Re: Secrets And Scandals by Nobody: 10:41am On Sep 13, 2016
Why does it feel like I'm reading one of Chimamanda's works?
Wonderful storyline!
You've won yourself a fan.

6 Likes 3 Shares

Re: Secrets And Scandals by iykekelvins(m): 10:42am On Sep 13, 2016
Where Skarlett dey na? embarassed
Re: Secrets And Scandals by Nobody: 11:12am On Sep 13, 2016
doveda:
Pleaee Scarlett continue to tow this path. You are very good. You will surely end up as one the best African writers of all time.

i'm honoured ma'am.

thanks!
Re: Secrets And Scandals by Nobody: 11:13am On Sep 13, 2016
bibijay123:
Skarlet pls comman continue o. Interesting story. Good job babe, thanks for d mention.

Thanks for honouring my mention too.
Re: Secrets And Scandals by Nobody: 11:25am On Sep 13, 2016
Four


“I’m sorry, aunty. I cant marry Mazi Okafor.”

“Then lets not talk anymore about it.” Mrs Oluchi declared and went to her room.

Nena’s uncle had come by her house earlier to see her concerning his niece after she left him embarrassed before Mazi Okafor. He had been furious that his niece was being foolish but Mrs Oluchi knew better. Nena could be timid and docile but she was anything but foolish.
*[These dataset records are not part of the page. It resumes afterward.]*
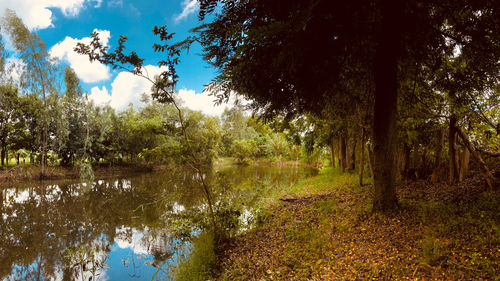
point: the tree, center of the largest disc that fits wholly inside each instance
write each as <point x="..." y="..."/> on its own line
<point x="292" y="56"/>
<point x="39" y="75"/>
<point x="71" y="136"/>
<point x="9" y="103"/>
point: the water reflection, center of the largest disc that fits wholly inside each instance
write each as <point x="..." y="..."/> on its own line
<point x="115" y="229"/>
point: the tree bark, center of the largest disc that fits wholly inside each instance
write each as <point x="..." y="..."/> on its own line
<point x="343" y="154"/>
<point x="453" y="150"/>
<point x="406" y="159"/>
<point x="2" y="154"/>
<point x="332" y="152"/>
<point x="439" y="156"/>
<point x="385" y="109"/>
<point x="353" y="154"/>
<point x="464" y="164"/>
<point x="370" y="160"/>
<point x="484" y="169"/>
<point x="361" y="156"/>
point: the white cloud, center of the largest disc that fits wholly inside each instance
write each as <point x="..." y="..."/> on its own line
<point x="203" y="102"/>
<point x="188" y="7"/>
<point x="89" y="72"/>
<point x="100" y="97"/>
<point x="36" y="14"/>
<point x="126" y="88"/>
<point x="115" y="3"/>
<point x="13" y="69"/>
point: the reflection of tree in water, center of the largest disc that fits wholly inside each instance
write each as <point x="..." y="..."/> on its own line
<point x="39" y="225"/>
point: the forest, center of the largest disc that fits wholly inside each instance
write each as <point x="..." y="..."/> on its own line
<point x="397" y="104"/>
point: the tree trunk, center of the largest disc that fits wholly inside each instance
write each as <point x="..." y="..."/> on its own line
<point x="343" y="154"/>
<point x="332" y="152"/>
<point x="464" y="164"/>
<point x="361" y="156"/>
<point x="2" y="154"/>
<point x="439" y="155"/>
<point x="405" y="166"/>
<point x="453" y="149"/>
<point x="484" y="169"/>
<point x="353" y="154"/>
<point x="385" y="109"/>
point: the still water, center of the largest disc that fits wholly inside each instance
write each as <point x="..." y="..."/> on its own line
<point x="119" y="228"/>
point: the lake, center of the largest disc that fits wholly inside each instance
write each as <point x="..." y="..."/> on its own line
<point x="126" y="228"/>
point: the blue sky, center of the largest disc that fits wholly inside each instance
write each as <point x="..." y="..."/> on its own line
<point x="63" y="23"/>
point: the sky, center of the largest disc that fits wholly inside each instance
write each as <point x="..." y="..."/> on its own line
<point x="64" y="23"/>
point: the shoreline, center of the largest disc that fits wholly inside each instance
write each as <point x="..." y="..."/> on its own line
<point x="30" y="174"/>
<point x="323" y="229"/>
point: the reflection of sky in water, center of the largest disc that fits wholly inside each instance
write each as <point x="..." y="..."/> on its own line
<point x="38" y="224"/>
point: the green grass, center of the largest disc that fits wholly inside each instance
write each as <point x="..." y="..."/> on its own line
<point x="327" y="180"/>
<point x="200" y="263"/>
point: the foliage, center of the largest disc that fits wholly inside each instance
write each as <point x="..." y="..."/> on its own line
<point x="200" y="262"/>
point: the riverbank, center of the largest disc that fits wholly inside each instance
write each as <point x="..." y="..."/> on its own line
<point x="32" y="173"/>
<point x="228" y="161"/>
<point x="322" y="228"/>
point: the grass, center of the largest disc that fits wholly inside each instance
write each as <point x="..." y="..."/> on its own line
<point x="326" y="231"/>
<point x="200" y="263"/>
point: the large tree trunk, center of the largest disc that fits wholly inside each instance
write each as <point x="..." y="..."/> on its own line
<point x="332" y="152"/>
<point x="453" y="150"/>
<point x="484" y="169"/>
<point x="385" y="111"/>
<point x="2" y="154"/>
<point x="343" y="154"/>
<point x="361" y="156"/>
<point x="405" y="166"/>
<point x="353" y="154"/>
<point x="439" y="155"/>
<point x="464" y="164"/>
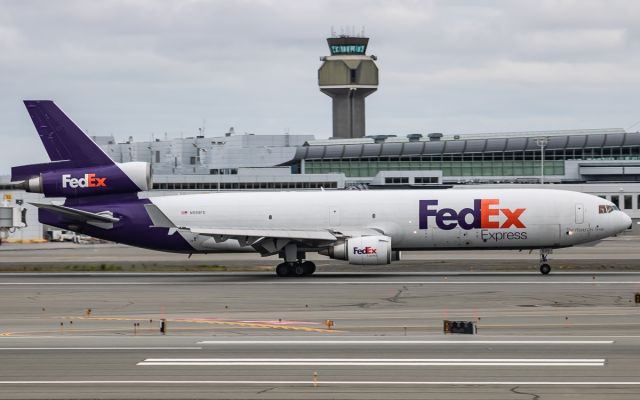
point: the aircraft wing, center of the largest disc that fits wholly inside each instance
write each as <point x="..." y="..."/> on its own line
<point x="104" y="220"/>
<point x="266" y="241"/>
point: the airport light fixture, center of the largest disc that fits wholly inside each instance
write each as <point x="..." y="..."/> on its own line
<point x="542" y="142"/>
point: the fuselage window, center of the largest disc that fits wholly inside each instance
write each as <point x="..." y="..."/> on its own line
<point x="606" y="209"/>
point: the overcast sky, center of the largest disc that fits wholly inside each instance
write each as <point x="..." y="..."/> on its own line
<point x="143" y="68"/>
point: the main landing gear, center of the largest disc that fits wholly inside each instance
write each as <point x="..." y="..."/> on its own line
<point x="294" y="264"/>
<point x="545" y="268"/>
<point x="298" y="268"/>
Her uncle would obviously get a lot of money out of marrying her off that was why he was being forceful about the whole thing.

Word on the grapevine was that his business was not doing very well and he was keen on getting a second wife himself which would cost him a lot of money. Of course nobody felt bad for Ugochi, men had taken other wives for issues less trivial than barrenness. She would become like any other childless first wife in the village; ignored, scorned and cast away like sour palm wine. If she wasn’t such an unpleasant woman, the friendship of one or two women would have made her life a little bearable.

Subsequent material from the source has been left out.